Troisième des quatre pièces consacrées à la musique de Jean-Sébastien Bach par le collectif catalan qui œuvre depuis 1989, cette pièce se veut aussi une réflexion sur l'espace qui s'avére, cette fois, rétif. D'où une réalisation forcée jusqu'au maniérisme ce à quoi portait déjà l'esthétique assez datée des auteurs.

Dès l'entame, quand entre un radeau de quatre instrumentistes tiré sur le vaste tapis blanc qui descend du grand mur de fond vers le public comme une esplanade dans l'espace, nous percevons un hiatus. Ces musiciens, ceux un peu ridicules qui portent des couvre-chefs en paille tressée évoquant un arte povera décoratif pour maison chic, ne sonnent pas juste ; quelque chose boite, s'alanguit dans l'affectation. Il y a certes ces pendules de grosses pierres suspendues par une corde aux cintres qui pourraient évoquer quelque œuvre de sculpteur minimaliste comme Lee Ufan, mais qui renvoient à de la décoration pour jardin à la mode.

Quand le personnage – Pep Ramis – d'une voix un rien affectée lance « Il est beau cet endroit.
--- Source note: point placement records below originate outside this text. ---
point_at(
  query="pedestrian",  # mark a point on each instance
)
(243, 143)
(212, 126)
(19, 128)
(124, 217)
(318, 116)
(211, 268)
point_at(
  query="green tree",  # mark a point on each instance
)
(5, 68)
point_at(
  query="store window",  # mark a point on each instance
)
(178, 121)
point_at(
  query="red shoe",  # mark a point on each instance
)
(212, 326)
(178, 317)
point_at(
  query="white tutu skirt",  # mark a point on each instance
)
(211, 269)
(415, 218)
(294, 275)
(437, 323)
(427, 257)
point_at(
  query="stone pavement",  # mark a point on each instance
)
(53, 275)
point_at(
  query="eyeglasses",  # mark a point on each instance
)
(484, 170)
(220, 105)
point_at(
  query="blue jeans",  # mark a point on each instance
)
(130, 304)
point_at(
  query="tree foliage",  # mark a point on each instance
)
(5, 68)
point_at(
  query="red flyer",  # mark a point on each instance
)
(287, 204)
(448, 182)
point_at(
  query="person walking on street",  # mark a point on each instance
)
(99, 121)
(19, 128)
Ça pourrait être ici. », la phrase sonne creux car le lieu en question s'efface dans l'espace. Celui-ci excède la présence de ces naufragés d'Euterpe embarqués sur le chariot de Tepsis !

Galerie photo © Laurent Philippe 

La sensation de décalage entre les intentions et la réalisation ne s'estompe guère avec l'entrée du quatuor vocal, bien serré, en ligne devant le vaste mur, les chanteurs affublés, là encore pour certains, de coiffes artistiquement tissées. Cela chante fort bien ; les danseurs déboulent et ne dansent pas mal, répondant à une variation solo par un tutti avec une nécessité toute relative. Le déplacement de la soprano Quiteria Muños sur une haute chaise – genre fauteuil d'arbitre de tennis mais en bois blanc – n'a guère plus de nécessité quoique la chanteuse soit sans reproche. Au bout de ce premier quart d'heure, le besoin de ces agitations ne s'impose toujours pas. L'idée d'embarquer les musiciens sur un chariot n'a rien de neuf et ne surprend plus guère (Béatrice Massin avait ainsi disposé Philippe Cantor et son pianiste pour un Voyage d'hiver – 2006 – où l'intention dramatique de la scénographie de Rémi Nicolas possédait la force de l'évidence) quant à l'intégration des musiciens aux danseurs, elle a connu nombre d'expériences particulièrement inventives (que l'on se souvienne du Story Water – 2018 – d'Emanuel Gat avec la partition de Pierre Boulez) voire risquées (Denis Chouillet seul avec deux pianos pour jouer les Goldberg de Varieazioni – 2011 – d'Erika Zueneli) et la liste pourrait s'allonger à l'infini. La relation danse-musique a fortiori avec Bach pour interlocuteur pourrait faire genre en soi (et avec les Goldberg comme sous-genre, puisque la tétralogie a débuté en 2004 et comporte un On Goldberg Variations/variations de 2019 mais c'est une autre question). On attend donc quelques surprises, éclats, trouvailles qui se démarqueraient. 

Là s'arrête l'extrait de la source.